Aus dem Archiv von turi2.tv: "Strengere Maßstäbe für freie Mitarbeiter": "Welt"-Chefredakteur Ulf Poschardt im Gespräch (Archiv: 01/2019).

"Süddeutsche Zeitung": Burda gilt beim ADAC als Favorit für Mitgliedermagazin-Auftrag.

ADAC LogoBurda hat als bislang einziger Bewerber ein Konzept für die Produktion des ADAC-Mitgliedermagazins im ADAC-Verwaltungsrat präsentiert und gilt damit als Favorit, schreibt die "Süddeutsche Zeitung". Es gehe um einen dreistelligen Millionenbetrag ab 2020, auch Springer sei an dem Deal interessiert. Derzeit verhandle der ADAC "mit zwei renommierten Großverlagen", widerspricht ein ADAC-Sprecher einer Vorentscheidung.
sueddeutsche.de, turi2.de (Background)

Red Bull Media House startet das Magazin "Carpe Diem".

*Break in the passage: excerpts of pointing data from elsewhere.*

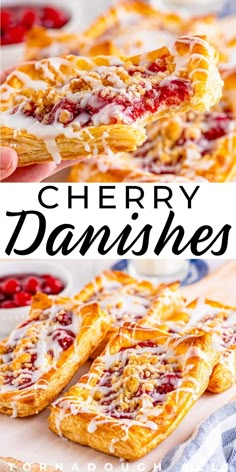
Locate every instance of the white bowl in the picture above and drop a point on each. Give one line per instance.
(13, 54)
(11, 317)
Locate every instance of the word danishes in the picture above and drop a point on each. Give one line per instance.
(66, 239)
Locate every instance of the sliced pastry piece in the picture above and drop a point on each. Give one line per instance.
(75, 107)
(136, 392)
(220, 320)
(42, 354)
(204, 315)
(189, 146)
(128, 28)
(126, 299)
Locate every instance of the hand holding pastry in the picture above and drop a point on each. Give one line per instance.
(72, 107)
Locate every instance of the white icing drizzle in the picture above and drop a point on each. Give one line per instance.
(35, 347)
(131, 386)
(106, 95)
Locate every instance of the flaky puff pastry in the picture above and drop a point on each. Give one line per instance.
(136, 392)
(191, 146)
(220, 320)
(76, 107)
(125, 299)
(203, 315)
(42, 354)
(128, 28)
(221, 33)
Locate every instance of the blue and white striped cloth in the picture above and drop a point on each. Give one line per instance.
(212, 448)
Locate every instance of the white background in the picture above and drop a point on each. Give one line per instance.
(214, 206)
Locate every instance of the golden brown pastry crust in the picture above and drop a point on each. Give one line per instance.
(41, 356)
(73, 106)
(178, 148)
(126, 299)
(221, 33)
(205, 315)
(221, 320)
(118, 409)
(113, 33)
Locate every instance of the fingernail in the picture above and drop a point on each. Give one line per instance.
(6, 160)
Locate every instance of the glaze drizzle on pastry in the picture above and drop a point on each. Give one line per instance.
(73, 97)
(141, 386)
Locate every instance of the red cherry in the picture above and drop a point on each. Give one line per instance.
(32, 285)
(53, 18)
(52, 286)
(14, 35)
(29, 17)
(64, 338)
(11, 286)
(5, 19)
(65, 318)
(8, 304)
(22, 298)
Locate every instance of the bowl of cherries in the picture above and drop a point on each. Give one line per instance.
(20, 282)
(17, 17)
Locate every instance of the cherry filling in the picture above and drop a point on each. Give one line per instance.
(17, 290)
(123, 401)
(129, 108)
(17, 20)
(65, 318)
(65, 338)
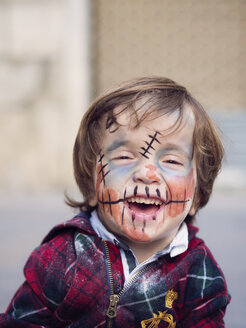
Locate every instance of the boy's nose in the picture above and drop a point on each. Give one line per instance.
(147, 174)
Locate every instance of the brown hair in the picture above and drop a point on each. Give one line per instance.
(163, 95)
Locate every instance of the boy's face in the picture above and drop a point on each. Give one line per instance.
(146, 177)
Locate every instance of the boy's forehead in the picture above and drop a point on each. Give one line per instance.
(151, 118)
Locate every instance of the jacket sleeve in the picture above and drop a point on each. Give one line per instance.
(48, 272)
(206, 295)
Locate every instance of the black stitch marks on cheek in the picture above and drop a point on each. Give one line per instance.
(146, 151)
(123, 210)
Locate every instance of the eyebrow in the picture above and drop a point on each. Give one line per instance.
(172, 147)
(116, 144)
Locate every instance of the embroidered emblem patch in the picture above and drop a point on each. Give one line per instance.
(162, 316)
(157, 318)
(170, 298)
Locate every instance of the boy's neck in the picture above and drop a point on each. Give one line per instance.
(144, 251)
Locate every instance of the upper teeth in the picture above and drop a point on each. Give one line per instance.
(144, 200)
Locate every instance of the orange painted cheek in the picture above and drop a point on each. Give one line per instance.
(151, 172)
(180, 191)
(114, 210)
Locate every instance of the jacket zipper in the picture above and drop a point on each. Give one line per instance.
(114, 298)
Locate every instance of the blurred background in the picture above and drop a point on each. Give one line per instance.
(57, 55)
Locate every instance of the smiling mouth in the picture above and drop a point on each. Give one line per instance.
(147, 206)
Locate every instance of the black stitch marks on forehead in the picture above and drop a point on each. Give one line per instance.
(111, 124)
(146, 150)
(102, 169)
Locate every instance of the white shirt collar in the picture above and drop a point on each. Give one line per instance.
(176, 247)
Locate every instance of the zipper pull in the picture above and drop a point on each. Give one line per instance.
(111, 313)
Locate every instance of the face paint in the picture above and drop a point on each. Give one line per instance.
(145, 193)
(146, 150)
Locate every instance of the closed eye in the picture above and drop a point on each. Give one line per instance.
(170, 161)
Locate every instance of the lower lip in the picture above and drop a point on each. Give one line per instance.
(141, 216)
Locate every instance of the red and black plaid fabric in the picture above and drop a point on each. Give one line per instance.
(67, 285)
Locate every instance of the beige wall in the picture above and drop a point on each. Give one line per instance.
(44, 74)
(201, 44)
(54, 53)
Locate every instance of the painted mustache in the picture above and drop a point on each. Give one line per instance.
(148, 199)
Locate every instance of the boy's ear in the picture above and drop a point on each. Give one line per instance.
(192, 211)
(93, 201)
(194, 207)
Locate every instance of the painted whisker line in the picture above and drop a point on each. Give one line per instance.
(101, 157)
(177, 201)
(102, 167)
(184, 198)
(144, 225)
(111, 202)
(109, 197)
(133, 219)
(122, 215)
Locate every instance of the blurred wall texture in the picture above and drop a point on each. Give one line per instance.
(55, 56)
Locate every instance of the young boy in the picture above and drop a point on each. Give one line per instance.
(145, 160)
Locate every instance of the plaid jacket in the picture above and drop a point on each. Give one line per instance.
(68, 285)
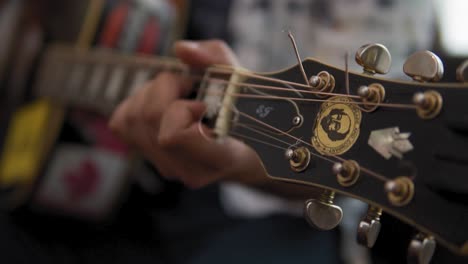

Brausebrauer Red Bull nutzt den Tag, genauer: den 6. Juni, um die Erstausgabe des Lifystyle-Magazins "Carpe Diem" für 5,40 Euro an den Kiosk zu legen. Es erscheint auch digital. Andreas Kornhofer ist Herausgeber und Geschäftsführer, Sylvia Steinitz Chefredakteurin. Sie kommt vom "stern". Das Heft dreht sich um Ernährung, Bewegung, Erholung und Bewusstsein. Carpe Diem kommt alle zwei Monate mit 200.000 Auflage, Red Bull kooperiert mit dem Versicherungsunternehmen Uniqa.